Wege aus der Komplexitätsfalle

Appliances feiern ein Comeback

17.04.2013
Von 
Martin Bayer ist Chefredakteur von COMPUTERWOCHE, CIO und CSO. Spezialgebiet Business-Software: Business Intelligence, Big Data, CRM, ECM und ERP.

Oracle - Appliances als geschlossene Systeme

Das klappt allerdings nicht immer. Vor allem nicht, wenn die Partner anfangen, eigene Ambitionen in Richtung Appliances zu entwickeln. Oracle hatte seine Idee einer speziellen Datenbank-Appliance 2008 zunächst gemeinsam mit HP umgesetzt. Von Oracle stammte die Software, HP steuerte die Hardware für die erste Version der Exadata-Maschine bei. Mit der Übernahme von Sun Microsystems im Jahr 2010 änderte Oracle seine Strategie jedoch grundlegend. Oracle-CEO Lawrence Ellison ging zunehmend auf Konfrontationskurs mit den großen Komplettanbietern HP und IBM. "Die Übernahme von Sun verändert die IT-Industrie", sagte Ellison damals. "Oracle wird der einzige Anbieter sein, der ein integriertes System - von Applikationen bis zur Disk - entwickeln kann, bei dem alle Teile zusammenpassen und -arbeiten, ohne dass sich Kunden besonders darum kümmern müssen."
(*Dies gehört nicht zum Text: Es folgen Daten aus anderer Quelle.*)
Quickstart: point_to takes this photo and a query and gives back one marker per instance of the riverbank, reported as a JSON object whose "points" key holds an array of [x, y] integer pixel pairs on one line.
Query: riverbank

In der Folge entwickelte Oracle unter dem Label "Engineered Systems" eine eigene Appliance-Roadmap. Dem Datenbanksystem, das erst kürzlich als "Exadata X3" in einer neuen Version vorgestellt wurde, folgten weitere Maschinen: "Exalogic" positionierte der Konzern als dedizierte Middleware-Appliance, im vergangenen Jahr folgte mit "Exalytics" ein speziell auf Analyseanwendungen ausgelegtes System. Alle Appliances gibt es in unterschiedlichen Ausprägungen. Die Systeme arbeiten mit Intels Xeon-CPUs beziehungsweise der mit Sun übernomenen Sparc-Prozessorarchitektur. Nachdem viele Anwender die hohen Preise der Systeme kritisiert hatten, hat Oracle mittlerweile günstigere Mittelstandsversionen seiner Engineered Systems vorgestellt.

Mit der Highend-Datenbank- maschine Exadata begann Oracle seine Appliance-Initiative.
Mit der Highend-Datenbank- maschine Exadata begann Oracle seine Appliance-Initiative.
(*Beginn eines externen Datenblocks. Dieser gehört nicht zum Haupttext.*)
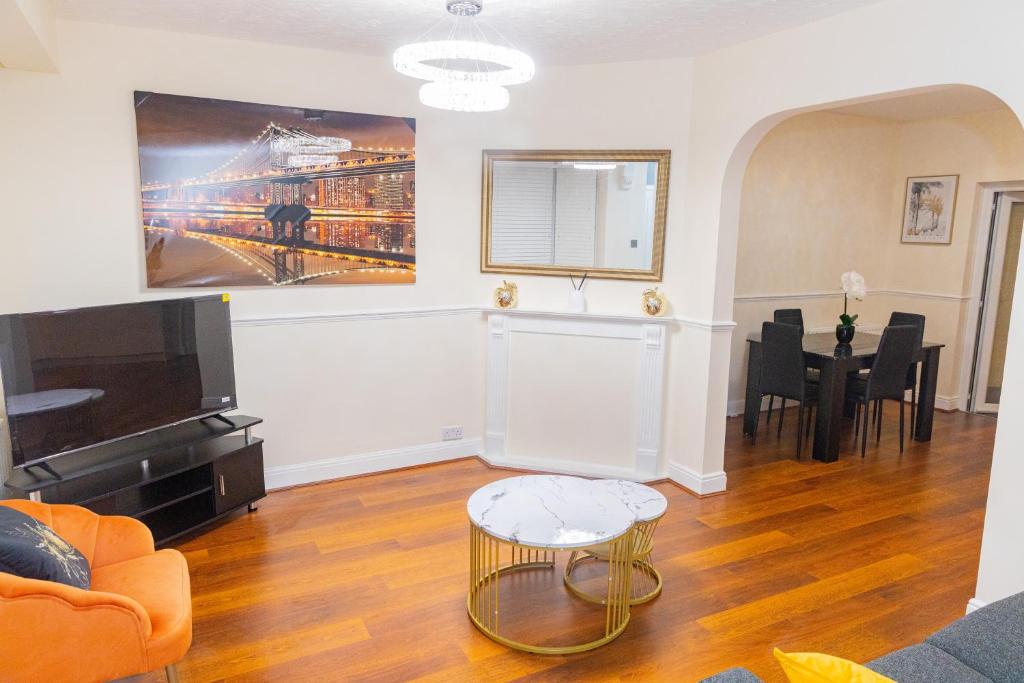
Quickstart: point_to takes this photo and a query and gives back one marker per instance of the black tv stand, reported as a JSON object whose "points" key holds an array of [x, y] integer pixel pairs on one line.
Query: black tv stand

Auf Seiten der Anwender begrüßte man grundsätzlich die Appliance-Strategie. Unternehmen müssten einen gigantischen Aufwand treiben, um Produkte unterschiedlicher Hersteller zu integrieren, hieß es von Seiten der Deutschen Oracle-Anwendergruppe (Doag). Diesen Aufwand wollten die Firmen nicht mehr selbst stemmen, sondern an die IT-Hersteller abgeben. Der Wechsel zu einem Komplettanbieter berge allerdings die Gefahr einer gewissen Abhängigkeit, argwöhnten die Anwendervertreter. Die Anbieter müssten mit dieser Verantwortlung sorgfältig umgehen, um das Vertrauen der Kunden nicht zu missbrauchen.
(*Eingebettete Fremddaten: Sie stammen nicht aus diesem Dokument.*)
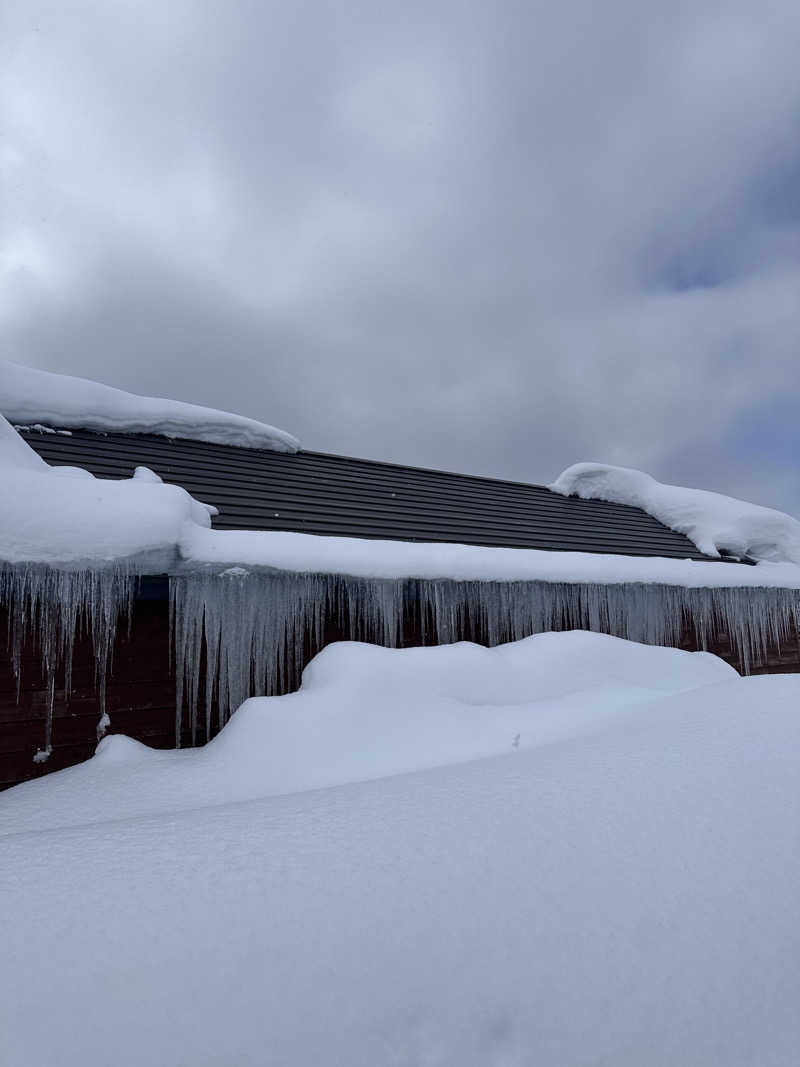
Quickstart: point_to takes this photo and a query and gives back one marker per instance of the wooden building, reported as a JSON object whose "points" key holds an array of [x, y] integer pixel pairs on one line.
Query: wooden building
{"points": [[303, 492]]}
Das Oracle-Management um Gründer und CEO Lawrence Ellison hat jedenfalls hohe Erwartungen an die Appliances. Anfang des Jahres sprach der Oracle-Chef von bereits 200 verkauften Systemen. Bis Ende des Geschäftsjahres im Mai könnte sich der Absatz auf möglicherweise 400 Maschinen verdoppeln und damit bis zu einer Milliarde Dollar zum Jahresumsatz beitragen, hieß es damals. Doch die ehrgeizigen Vorgaben ließen sich nicht halten. Ellison räumte ein, die selbst gesteckten Ziele nicht zu erreichen. Konkrete Zahlen, wie sich das Appliance-Geschäft zuletzt entwickelte, behielt der Anbieter für sich. Das Ziel, mit dem neuen Geschäftsjahr, das im Juni begann, die seit der Sun-Übernahme rückläufigen Hardwaregeschäfte wieder ins Plus zu drehen, wurde nicht erreicht. Im ersten Fiskalquartal brach der Produktumsatz der Hardwaresparte im Vergleich zum Vorjahresquartal erneut um 24 Prozent auf 779 Millionen Dollar ein.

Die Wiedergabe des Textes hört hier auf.